NVIDIA GRID K1 and K2 Specifications
NVIDIA GRID K1 and K2 Specification Table

The above chart is a capture from:
https://www.nvidia.com/content/cloud-computing/pdf/nvidia-grid-datasheet-k1-k2.pdf

We set a time and a place to meet. Preemptively I ran out to a local supply store to purchase an LP4 power adapter splitter, as well as a LP4 to 6pin PCIe power adapter. There were no available power connectors inside of the ML310e server so this was needed. I still thought the chances of this working were slim…

These are the adapters I purchased:

Preparation and Software Installation

I also decided to go ahead and download the Nvidia GRID Software Package. This includes the release notes, user guide, ESXi vib driver (includes vSGA, vGPU), as well as guest drivers for vGPU and pass through. The package also includes the GRID vGPU Manager. The driver I used was from:
https://www.nvidia.com/Download/driverResults.aspx/144909/en-us

To install, I copied over the vib file “NVIDIA-vGPU-kepler-VMware_ESXi_6.5_Host_Driver_367.130-1OEM.650.0.0.4598673.vib” to a datastore, enabled SSH, and then ran the following command to install:

esxcli software vib install -v /path/to/file/NVIDIA-vGPU-kepler-VMware_ESXi_6.5_Host_Driver_367.130-1OEM.650.0.0.4598673.vib

The command completed successfully and I shut down the host. Now I waited to meet.

We finally met and the transaction went smooth in a parking lot (people were staring at us as I handed him cash, and he handed me a big brick of something folded inside of grey static wrap). The card looked like it was in beautiful shape, and we had a good but brief chat. I’ll definitely be purchasing some more hardware from him.

Hardware Installation

Installing the card in the ML310e was difficult and took some time with care. First I had to remove the plastic air baffle. Then I had issues getting it inside of the case as the back bracket was 1cm too long to be able to put the card in. I had to finesse and slide in on and angle but finally got it installed. The back bracket (front side of case) on the other side slid in to the blue plastic case bracket. This was nice as the ML310e was designed for extremely long PCIe expansion cards and has a bracket on the front side of the case to help support and hold the card up as well.

For power I disconnected the DVD-ROM (who uses those anyways, right?), and connected the LP5 splitter and the LP5 to 6pin power adapter. I finally hooked it up to the card.

I laid the cables out nicely and then re-installed the air baffle. Everything was snug and tight.
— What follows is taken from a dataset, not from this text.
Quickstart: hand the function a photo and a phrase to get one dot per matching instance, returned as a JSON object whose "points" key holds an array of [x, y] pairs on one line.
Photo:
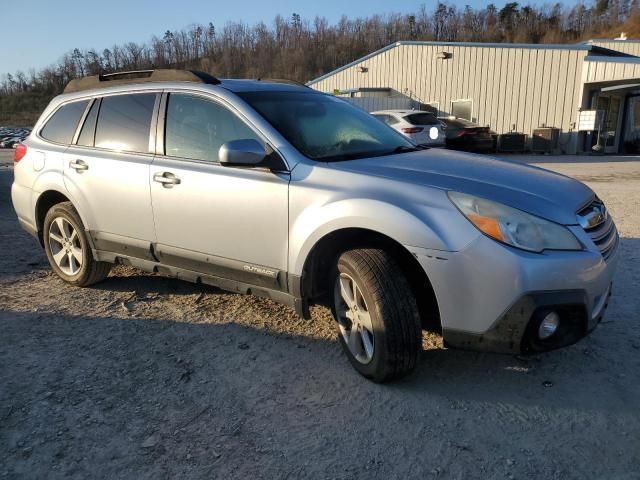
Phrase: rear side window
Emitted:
{"points": [[422, 119], [88, 132], [124, 122], [62, 125], [196, 128]]}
Please see below for pictures of the Nvidia GRID K1 installed in the ML310e Gen8 V2.

Host Configuration

Powering on the server was a tense moment for me. A few things could have happened:

  1. Server won’t power on
  2. Server would power on but hang & report health alert
  3. Nvidia GRID card could overheat
  4. Nvidia GRID card could overheat and become damaged
  5. Nvidia GRID card could overheat and catch fire
  6. Server would boot but not recognize the card
  7. Server would boot, recognize the card, but not work
  8. Server would boot, recognize the card, and work

With great suspense, the server powered on as per normal. No errors or health alerts were presented.

I logged in to iLo on the server, and watched the server perform a BIOS POST, and start it’s boot to ESXi. Everything was looking well and normal.

After ESXi booted, and the server came online in vCenter. I went to the server and confirmed the GRID K1 was detected. I went ahead and configured 2 GPUs for vGPU, and 2 GPUs for 3D vSGA.

ESXi Graphics Settings for Host Graphics and Graphics Devices
ESXi Host Graphics Devices Settings

VM Configuration

I restarted the X.org service (required when changing the options above), and proceeded to add a vGPU to a virtual machine I already had configured and was using for VDI. You do this by adding a “Shared PCI Device”, selecting “NVIDIA GRID vGPU”, and I chose to use the highest profile available on the K1 card called “grid_k180q”.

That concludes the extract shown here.